A: Sorry I took so long answering your question, but I got abducted by aliens and they didn't have Wi-Fi on the mothership. If you'll believe me, I'll believe youand forget that your question sounds like the script to a G-rated porno: You both strip down, get tied up and then the crooks leave and your mom comes in with a plate of cookies and a box-cutter.

It is possible that danger amped up your feelings of attraction. The intuitive explanation is that you bonded over a shared scary experience. It's hypothesized by researchers (but not yet well supported by evidence) that there's "misattribution of arousal": mistaking revved-up feelings from a scary situation for feelings of attraction. Anthropologist Helen Fisher speculates in Why We Love that "danger is novel to most of us" and "novelty elevates levels of dopamine-the chemical associated with romantic love."

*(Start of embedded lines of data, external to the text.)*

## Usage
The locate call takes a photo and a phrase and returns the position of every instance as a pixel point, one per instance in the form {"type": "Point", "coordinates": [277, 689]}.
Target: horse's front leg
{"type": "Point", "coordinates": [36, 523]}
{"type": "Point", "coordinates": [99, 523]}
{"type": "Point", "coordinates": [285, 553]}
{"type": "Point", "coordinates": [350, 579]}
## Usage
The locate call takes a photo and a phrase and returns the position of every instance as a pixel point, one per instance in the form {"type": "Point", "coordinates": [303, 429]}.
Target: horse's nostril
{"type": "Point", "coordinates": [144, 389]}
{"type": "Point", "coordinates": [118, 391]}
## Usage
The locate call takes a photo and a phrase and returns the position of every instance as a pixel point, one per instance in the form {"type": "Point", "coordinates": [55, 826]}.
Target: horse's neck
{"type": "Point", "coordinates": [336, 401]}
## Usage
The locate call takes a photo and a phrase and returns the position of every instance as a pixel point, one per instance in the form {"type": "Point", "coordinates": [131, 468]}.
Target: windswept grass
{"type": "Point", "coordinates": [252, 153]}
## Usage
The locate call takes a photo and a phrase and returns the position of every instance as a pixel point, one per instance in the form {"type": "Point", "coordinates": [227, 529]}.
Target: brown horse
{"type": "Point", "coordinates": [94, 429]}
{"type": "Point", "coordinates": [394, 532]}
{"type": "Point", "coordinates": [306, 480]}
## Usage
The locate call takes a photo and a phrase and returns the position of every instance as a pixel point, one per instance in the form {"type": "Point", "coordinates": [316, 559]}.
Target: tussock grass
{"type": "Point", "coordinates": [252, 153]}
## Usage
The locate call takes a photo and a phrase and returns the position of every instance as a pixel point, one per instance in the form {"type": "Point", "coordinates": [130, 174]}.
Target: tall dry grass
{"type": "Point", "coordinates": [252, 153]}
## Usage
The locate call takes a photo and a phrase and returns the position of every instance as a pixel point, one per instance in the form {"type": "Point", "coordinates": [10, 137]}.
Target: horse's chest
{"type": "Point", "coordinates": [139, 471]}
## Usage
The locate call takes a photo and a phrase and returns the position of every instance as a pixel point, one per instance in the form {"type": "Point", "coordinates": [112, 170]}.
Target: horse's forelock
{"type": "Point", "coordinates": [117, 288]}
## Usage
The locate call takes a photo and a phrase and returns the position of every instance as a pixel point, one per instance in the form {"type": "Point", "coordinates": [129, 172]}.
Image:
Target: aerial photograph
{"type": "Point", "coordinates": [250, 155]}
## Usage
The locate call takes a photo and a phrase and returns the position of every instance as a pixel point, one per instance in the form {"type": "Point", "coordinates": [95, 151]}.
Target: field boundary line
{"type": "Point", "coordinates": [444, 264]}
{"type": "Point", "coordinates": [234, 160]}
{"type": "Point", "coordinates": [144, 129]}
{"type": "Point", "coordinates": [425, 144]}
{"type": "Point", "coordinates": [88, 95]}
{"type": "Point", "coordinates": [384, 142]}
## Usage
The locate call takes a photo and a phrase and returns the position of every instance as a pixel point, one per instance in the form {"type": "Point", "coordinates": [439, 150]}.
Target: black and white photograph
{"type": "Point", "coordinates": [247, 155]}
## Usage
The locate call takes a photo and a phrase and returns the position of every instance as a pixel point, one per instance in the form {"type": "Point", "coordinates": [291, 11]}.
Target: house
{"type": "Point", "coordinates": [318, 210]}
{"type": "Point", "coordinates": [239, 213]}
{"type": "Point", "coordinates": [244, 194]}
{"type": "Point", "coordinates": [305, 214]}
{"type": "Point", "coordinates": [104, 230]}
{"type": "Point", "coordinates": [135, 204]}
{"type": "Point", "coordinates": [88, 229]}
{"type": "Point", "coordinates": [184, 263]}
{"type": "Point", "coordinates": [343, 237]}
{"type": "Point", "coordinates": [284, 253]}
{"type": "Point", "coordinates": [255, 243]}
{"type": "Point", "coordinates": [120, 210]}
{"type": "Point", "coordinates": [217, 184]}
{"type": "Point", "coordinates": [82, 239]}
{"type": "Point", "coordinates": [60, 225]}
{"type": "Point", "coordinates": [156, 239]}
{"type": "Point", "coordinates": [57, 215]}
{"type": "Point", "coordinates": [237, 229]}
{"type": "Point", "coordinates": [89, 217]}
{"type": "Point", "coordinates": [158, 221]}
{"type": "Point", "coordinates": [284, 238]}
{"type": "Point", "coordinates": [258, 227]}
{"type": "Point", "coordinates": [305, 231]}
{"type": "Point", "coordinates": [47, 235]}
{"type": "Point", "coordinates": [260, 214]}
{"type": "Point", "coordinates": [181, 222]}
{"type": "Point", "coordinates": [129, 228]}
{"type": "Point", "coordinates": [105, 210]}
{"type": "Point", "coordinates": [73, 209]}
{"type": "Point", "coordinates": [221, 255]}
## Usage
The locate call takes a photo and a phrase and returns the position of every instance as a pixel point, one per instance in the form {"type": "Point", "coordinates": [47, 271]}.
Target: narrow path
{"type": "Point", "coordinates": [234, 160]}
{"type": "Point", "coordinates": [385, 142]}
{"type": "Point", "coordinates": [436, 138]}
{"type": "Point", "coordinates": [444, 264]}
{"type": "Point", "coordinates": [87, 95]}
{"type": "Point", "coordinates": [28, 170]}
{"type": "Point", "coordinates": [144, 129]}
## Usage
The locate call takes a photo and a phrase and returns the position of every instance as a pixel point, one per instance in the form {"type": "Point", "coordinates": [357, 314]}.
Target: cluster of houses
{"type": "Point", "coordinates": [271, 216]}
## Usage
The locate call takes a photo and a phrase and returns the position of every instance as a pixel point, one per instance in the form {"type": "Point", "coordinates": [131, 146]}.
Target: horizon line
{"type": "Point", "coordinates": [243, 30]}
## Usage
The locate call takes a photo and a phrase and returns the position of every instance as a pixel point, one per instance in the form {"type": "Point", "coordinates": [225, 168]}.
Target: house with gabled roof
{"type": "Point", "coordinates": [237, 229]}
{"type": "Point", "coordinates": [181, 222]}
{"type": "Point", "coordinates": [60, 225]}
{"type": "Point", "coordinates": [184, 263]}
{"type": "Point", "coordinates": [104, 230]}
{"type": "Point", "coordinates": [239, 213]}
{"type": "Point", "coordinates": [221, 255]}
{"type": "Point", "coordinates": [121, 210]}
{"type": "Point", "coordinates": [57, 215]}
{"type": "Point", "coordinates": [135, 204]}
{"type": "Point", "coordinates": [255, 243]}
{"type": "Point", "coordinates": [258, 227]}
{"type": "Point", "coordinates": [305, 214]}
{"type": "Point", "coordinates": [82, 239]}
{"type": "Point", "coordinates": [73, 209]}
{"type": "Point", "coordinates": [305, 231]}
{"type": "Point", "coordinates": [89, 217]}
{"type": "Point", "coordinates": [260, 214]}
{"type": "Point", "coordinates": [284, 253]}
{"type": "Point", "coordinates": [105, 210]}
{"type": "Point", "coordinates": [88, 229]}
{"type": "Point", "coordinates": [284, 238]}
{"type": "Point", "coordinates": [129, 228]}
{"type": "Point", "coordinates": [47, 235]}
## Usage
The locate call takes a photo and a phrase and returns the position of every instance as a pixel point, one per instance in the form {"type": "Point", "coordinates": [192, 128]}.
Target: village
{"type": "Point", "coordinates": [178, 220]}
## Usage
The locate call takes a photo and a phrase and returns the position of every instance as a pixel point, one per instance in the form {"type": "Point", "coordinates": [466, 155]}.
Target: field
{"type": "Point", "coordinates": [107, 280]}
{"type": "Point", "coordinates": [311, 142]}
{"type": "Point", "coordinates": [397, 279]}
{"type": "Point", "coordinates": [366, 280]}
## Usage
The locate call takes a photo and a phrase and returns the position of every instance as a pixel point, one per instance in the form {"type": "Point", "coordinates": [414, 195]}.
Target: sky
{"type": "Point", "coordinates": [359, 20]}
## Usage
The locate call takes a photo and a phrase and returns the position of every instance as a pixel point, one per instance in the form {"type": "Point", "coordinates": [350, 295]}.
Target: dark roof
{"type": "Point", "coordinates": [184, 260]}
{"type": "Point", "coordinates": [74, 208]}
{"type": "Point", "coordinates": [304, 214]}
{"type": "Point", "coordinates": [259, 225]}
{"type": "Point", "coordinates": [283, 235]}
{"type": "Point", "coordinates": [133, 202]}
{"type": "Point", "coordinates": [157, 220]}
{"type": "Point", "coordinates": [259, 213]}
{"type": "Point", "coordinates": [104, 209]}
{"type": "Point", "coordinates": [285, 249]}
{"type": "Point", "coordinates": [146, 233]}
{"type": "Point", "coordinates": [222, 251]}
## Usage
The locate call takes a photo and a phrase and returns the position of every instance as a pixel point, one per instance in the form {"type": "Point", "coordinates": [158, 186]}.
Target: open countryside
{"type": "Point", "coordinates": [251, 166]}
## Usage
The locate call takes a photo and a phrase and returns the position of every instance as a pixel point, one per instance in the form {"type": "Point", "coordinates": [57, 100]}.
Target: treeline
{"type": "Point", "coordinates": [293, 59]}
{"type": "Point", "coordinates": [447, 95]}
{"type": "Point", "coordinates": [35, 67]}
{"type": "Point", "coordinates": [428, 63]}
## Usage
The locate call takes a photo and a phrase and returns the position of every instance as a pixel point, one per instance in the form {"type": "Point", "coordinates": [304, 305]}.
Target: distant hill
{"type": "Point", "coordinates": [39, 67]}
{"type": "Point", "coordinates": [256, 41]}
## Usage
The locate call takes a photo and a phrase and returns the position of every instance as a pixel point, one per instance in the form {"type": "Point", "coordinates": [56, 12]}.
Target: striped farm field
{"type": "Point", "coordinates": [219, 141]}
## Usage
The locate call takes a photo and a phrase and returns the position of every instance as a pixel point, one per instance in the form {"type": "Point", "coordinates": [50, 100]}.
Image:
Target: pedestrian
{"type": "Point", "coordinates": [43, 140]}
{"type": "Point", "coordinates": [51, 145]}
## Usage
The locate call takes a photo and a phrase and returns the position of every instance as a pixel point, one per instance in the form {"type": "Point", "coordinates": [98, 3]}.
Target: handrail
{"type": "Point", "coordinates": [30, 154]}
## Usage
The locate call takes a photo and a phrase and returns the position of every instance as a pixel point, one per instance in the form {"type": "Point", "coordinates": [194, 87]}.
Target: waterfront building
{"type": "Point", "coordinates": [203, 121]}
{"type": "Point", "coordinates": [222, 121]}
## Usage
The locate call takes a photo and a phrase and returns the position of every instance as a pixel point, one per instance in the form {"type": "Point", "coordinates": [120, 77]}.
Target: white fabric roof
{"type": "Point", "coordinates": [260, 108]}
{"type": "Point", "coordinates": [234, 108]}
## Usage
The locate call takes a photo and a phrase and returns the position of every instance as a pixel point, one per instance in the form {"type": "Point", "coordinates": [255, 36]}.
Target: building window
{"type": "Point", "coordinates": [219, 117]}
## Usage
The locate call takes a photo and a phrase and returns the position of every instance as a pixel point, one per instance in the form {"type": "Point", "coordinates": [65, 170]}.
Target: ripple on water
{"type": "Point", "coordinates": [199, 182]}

You can make your feelings known to this girl, but you for sure shouldn't make an announcement. Proclaiming your interest will not only be embarrassing for both of you, she's sure to tell you what you already know-that she has a boyfriend-and leave it at that. Instead, take her out for drinks and try to kiss her afterward. She can always turn you down, and you can always blame it on the alcohol and go back to being study buddies. Act like it isn't a big deal, and it shouldn't be (avoid the temptation to lean over your textbook and ask, "Get tied up here often?").

Then again, if she likes kissing you, she might end up "confused" about her relationship-which is the gateway drug to maybe ending it and seeing if there's anything "legitimate" with you. If girlfriend-poaching is against your principles, you could say something to her-not in some big pronouncement-type way, but with an offhand remark: "Hey, if you ever ditch that boyfriend of yours, I'd love to take you out for dinner and a mugging."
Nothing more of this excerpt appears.